According to the Association for Pet Obesity Prevention in 2014, approximately 53% and 58% of dogs and cats, respectively, in the United States were overweight and obese. These numbers have steadily increased since 2010. However, most pet owners (90%) do not realize and cannot identify that their pets are overweight/obese.
What can we do about this growing problem? Pet food companies and nutritionists are searching for ingredients, like prebiotics and probiotics, to combat these conditions. But, could the problem have another solution?
Dr. Aulus Carciofi, Professor at Sao Paulo State University in Brazil, and his colleagues, are trying to answer these questions by taking a deeper look into pet food processing and going back to the basics. Previous literature shows that particle size influences nutrient digestibility in livestock and human diets. And although this is proven common knowledge for livestock nutritionists, there is not enough research to back the same claim in kibble dog diets.
Published in the newest issue of the Journal of Animal Science, Carciofi's lab investigated the "Effect of the particle size of maize, rice, and sorghum in extruded diets for dogs on starch gelatinization, digestibility, and the fecal concentration of fermentation products." They fed 54 beagle dogs either maize, rice or sorghum that were either fine, medium or coarsely ground. Maize and rice are two of the most widely used cereals in dog food and sorghum is considered less digestible for dogs.
They verified during extrusion, starch gelatinization is directly correlated to particle size. But for the rice-based diets, "the raw material particle size and starch gelatinization did not change nutrient digestibility," said Carciofi.
Carciofi's lab found that dogs fed the maize- and sorghum-based diets had reduced total tract apparent nutrient digestibility for foods with greater raw material particle size and lower starch gelatinization. Furthermore, dogs fed the sorghum-based diet had a linear reduction in nutrient digestibility, according to cereal particle size.
In the feces, there were higher concentrations of total short-chain fatty acids for dogs fed sorghum-based diets, compared to dogs fed the other two diets. As particle size increased, dogs fed maize and sorghum food had increased propionate and butyrate. Carciofi explained that an increased amount of butyrate and decreased fecal pH could be a potential prebiotic effect and improve intestinal health of dogs.
Overall, for proper feces formation and digestibility, "sorghum and maize based diets required a greater reduction in particle size for an increased degree of gelatinization," stated Carciofi. "Rice based diets were more easily digested even when the rice was more coarsely ground and subsequently, less gelatinized."
Carciofi concluded that "if properly processed, maize and sorghum are as easily digested as rice-based food." He also believes that dog food processing companies "could look closer at the particle reduction process."

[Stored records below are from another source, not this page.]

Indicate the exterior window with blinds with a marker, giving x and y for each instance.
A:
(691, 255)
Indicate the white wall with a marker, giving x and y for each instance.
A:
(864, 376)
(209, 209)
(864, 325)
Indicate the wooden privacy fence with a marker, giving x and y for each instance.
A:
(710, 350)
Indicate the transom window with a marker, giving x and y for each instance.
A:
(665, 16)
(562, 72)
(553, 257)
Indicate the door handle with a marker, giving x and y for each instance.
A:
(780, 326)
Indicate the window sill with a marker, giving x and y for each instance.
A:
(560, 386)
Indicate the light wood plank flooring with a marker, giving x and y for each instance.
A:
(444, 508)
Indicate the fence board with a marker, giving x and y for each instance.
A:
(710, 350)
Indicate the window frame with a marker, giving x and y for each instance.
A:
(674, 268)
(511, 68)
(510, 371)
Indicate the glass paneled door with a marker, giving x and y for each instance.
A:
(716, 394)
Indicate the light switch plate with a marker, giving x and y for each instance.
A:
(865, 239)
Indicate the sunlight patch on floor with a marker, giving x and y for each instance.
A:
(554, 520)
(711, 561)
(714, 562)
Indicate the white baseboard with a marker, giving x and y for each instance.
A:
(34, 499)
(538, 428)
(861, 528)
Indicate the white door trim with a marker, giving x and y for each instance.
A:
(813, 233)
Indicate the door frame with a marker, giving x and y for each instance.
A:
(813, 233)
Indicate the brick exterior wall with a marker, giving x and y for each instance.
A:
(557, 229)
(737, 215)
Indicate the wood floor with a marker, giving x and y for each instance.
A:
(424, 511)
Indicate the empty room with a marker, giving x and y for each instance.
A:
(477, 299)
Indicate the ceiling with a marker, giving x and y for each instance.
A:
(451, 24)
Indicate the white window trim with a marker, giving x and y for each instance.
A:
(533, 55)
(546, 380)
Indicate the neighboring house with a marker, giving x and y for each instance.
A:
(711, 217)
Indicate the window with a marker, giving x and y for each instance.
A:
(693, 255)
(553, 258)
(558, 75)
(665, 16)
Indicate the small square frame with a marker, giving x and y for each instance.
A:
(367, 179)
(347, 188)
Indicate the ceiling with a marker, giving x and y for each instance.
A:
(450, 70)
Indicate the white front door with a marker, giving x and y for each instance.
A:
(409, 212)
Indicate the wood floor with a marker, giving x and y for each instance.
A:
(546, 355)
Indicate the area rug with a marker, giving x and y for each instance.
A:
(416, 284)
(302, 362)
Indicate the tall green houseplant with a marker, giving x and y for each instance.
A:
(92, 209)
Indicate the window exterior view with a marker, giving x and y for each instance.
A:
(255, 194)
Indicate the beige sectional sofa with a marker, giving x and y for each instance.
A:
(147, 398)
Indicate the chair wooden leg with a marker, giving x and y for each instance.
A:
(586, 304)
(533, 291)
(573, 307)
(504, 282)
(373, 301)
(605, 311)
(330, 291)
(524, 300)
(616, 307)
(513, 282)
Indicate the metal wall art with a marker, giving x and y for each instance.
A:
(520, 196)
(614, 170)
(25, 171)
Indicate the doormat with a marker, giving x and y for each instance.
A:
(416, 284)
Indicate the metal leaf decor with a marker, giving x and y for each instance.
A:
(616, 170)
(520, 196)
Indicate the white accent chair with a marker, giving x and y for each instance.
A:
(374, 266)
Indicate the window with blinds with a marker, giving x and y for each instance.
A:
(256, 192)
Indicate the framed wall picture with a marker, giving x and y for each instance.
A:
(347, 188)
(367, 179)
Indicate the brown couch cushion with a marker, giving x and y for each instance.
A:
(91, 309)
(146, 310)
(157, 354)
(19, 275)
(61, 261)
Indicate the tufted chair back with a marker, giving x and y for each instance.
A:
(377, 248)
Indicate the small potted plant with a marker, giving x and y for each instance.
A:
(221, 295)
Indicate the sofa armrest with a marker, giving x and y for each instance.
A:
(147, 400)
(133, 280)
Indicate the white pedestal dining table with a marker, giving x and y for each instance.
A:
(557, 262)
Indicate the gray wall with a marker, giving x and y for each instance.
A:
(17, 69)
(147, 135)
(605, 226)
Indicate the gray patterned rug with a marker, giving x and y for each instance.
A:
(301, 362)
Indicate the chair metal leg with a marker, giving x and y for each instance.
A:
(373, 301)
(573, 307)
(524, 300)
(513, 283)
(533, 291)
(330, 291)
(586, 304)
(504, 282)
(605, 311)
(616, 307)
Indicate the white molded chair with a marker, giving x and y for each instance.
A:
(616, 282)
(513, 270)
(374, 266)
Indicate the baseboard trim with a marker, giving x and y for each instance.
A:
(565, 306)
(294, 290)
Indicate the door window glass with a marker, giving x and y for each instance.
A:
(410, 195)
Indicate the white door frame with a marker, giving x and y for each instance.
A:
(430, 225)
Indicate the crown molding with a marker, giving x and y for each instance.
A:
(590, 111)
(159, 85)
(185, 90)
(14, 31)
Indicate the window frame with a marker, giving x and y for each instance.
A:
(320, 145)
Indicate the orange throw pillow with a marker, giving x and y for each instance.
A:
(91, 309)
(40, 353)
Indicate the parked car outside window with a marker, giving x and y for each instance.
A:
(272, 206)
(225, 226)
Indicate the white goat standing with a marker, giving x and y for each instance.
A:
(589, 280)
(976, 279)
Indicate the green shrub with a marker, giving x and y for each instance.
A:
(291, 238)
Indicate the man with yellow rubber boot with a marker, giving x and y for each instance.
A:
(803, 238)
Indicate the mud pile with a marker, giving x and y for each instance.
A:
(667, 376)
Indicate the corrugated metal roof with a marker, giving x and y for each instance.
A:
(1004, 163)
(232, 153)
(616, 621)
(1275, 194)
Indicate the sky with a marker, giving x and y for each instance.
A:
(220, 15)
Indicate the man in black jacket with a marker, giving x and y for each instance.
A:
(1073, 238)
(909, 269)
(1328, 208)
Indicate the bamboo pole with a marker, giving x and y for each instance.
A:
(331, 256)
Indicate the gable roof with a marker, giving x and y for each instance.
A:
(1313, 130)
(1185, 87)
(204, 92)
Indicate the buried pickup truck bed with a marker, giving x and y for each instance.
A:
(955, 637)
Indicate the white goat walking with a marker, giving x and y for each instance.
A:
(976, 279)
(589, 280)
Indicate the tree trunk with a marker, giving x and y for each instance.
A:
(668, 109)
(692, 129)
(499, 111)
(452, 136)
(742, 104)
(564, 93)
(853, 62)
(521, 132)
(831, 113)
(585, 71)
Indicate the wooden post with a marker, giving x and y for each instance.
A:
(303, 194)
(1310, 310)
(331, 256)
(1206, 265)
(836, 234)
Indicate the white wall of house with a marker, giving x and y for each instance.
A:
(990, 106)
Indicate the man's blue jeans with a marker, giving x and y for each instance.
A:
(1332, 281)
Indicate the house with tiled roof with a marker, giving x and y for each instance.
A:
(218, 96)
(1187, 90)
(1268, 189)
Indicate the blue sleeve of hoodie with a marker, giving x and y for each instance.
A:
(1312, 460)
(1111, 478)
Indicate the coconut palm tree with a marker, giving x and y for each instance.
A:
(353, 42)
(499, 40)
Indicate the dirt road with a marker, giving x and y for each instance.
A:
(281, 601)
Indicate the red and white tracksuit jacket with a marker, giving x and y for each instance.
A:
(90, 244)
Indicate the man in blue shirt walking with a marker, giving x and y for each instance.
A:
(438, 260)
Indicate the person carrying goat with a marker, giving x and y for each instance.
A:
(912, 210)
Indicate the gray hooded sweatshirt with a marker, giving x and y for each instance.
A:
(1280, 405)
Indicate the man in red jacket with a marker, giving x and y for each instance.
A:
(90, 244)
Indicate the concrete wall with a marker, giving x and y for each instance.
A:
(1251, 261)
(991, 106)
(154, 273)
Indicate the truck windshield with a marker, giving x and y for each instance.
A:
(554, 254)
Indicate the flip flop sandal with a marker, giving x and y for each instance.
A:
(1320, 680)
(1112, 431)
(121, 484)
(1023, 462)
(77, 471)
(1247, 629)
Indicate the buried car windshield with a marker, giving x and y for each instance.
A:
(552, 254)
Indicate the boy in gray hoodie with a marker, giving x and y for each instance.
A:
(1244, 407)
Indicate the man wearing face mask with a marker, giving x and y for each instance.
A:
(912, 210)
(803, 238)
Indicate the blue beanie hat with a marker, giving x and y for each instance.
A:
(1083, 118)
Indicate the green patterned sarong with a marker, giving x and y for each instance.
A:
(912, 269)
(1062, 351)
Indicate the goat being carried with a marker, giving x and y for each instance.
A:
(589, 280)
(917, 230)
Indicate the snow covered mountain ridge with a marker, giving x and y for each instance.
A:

Based on their results and others, rice is easily digested and doesn't depend on the processing. However, maize and sorghum are "dependent on a proper raw material particle size and need to be appropriately extruded to produce highly digestible foods," said Carciofi. In the end, even sorghum, thought to be less digestible, can be similar to rice if cooked and ground properly.
Carciofi suggests that rice needs to be ground to a mean particle size of < 350 µm, and maize and sorghum to be < 300 µm for high digestible foods. However, "most pet foods have only one grinding condition for all recipes, and do not change the extruder conditions based on the type of cereal used," said Carciofi. The extrusion process is only configured for fat, protein, and meat inclusions in the diet.
For sorghum- and maize-based diets, it is important to have 0% of particles > 600 µm, and no more than 10% or 15% of particles > 400 µm, Carciofi explained. If a greater proportion of large particles in cereals are present during extrusion, there will not be enough time to fully hydrate and cook. Therefore, the starch gelatinization and diet digestibility will be lower.
Carciofi's lab is continuing work in the food processing area. Recently, they found an interesting link between food processing and the metabolic responses of the animals. They are also researching mechanical energy transference and starch cooking in dog and cat diets.
These food processing techniques may be a low cost and effective way of producing diets that are potentially more beneficial and can control digestibility. In turn, hopefully these methods, in combination with others, can reduce the amount of obese and overweight pets in the United States.